投稿者:佐々木 昇 - この投稿者のレビュー一覧を見る
戦後日本の根幹を成した方々の名前が惜しげもなく登場し、白洲次郎という人物についての証言をされているが、これによって白洲次郎という人物が戦後の日本においていかほどに重要な役目を担っていたかという事が分かった。そのような人物が亡くなっても葬式すらやっていないのには驚いたが、それがこの人の流儀なのだろう。
幾つもの思い出の写真が盛り込まれているが、少年期の原因不明の抑えがたい不満の表情、青年期のどこか悲しげで憂鬱そうな表情、自身に満ち溢れた眼光鋭い壮年期、晩年の円熟味を増した表情、言葉だけではなく姿で自身を語れる人物はそうそういないだろう。白洲次郎に惚れ込んだ白洲正子の本物を見極める人物眼は流石としかいいようがない。
「白洲正子自伝」では白洲次郎は年だから兵隊にとられなかったと書いてあるが、本書では白洲次郎が旧知の陸軍の高級将校に頼んで召集取り消しを依頼した事が証言されている。長年連れ添った夫婦といえども知らない事実があるのには驚いたが、自分自身の問題は女房にも語らないという姿勢にダンディズムを感じる。

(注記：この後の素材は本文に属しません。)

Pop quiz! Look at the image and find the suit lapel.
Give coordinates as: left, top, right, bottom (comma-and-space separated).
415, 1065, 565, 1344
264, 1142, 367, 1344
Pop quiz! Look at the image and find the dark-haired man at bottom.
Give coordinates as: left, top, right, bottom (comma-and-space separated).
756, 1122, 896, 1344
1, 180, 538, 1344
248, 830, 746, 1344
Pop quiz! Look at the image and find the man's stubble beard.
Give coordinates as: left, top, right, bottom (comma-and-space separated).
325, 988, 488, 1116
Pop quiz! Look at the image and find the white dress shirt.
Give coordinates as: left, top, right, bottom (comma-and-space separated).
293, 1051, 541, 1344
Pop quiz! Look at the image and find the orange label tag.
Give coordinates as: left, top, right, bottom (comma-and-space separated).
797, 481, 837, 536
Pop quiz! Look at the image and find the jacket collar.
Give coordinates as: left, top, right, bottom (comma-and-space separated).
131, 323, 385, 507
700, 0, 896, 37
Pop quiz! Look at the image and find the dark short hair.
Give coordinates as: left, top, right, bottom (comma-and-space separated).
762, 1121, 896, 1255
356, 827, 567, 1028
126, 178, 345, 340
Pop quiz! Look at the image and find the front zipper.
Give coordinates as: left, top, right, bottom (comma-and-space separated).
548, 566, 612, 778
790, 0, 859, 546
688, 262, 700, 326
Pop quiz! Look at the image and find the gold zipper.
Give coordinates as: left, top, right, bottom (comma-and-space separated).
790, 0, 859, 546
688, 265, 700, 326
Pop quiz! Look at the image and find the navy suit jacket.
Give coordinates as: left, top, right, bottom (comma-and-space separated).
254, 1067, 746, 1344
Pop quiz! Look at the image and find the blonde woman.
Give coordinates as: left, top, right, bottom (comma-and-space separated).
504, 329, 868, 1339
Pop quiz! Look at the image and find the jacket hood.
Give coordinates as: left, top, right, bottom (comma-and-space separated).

サンフランシスコ講和会議に随行した白洲次郎は吉田茂の「堂々とした」「一徹さ」にいたく感動したそうであるが、自分の信念と流儀を貫く姿は吉田茂と似たところがある。勝者の立場から無理難題を突きつけるGHQとの交渉において、白洲次郎のような人物がいたことは日本にとって誠に幸せであったと思う。現代においてもアメリカに対して従属的な姿勢を表明する政治屋が多いなか、石原慎太郎氏に人気が集まるのも信念を持ったリーダーを求めている証拠ではないだろうか。私心から地位や権力にしがみつく輩が多いなか、自らの役目を終えるとさらりと身を翻して去っていく白洲次郎は「風の男」である。
晩年の白洲次郎がイギリスに留学していた頃の友人ロビンと今生の別れをするシーンについて娘婿の牧山圭男氏の証言があったが、何度も読み返してしまうほど印象に残った。できすぎの小説を読んでいるような「かっこよさ」がそこにあるが、それができるというのは本物なのだと思う。
ただ、このような本物と付き合うとなれば、相応な覚悟が必要だろうなと思った。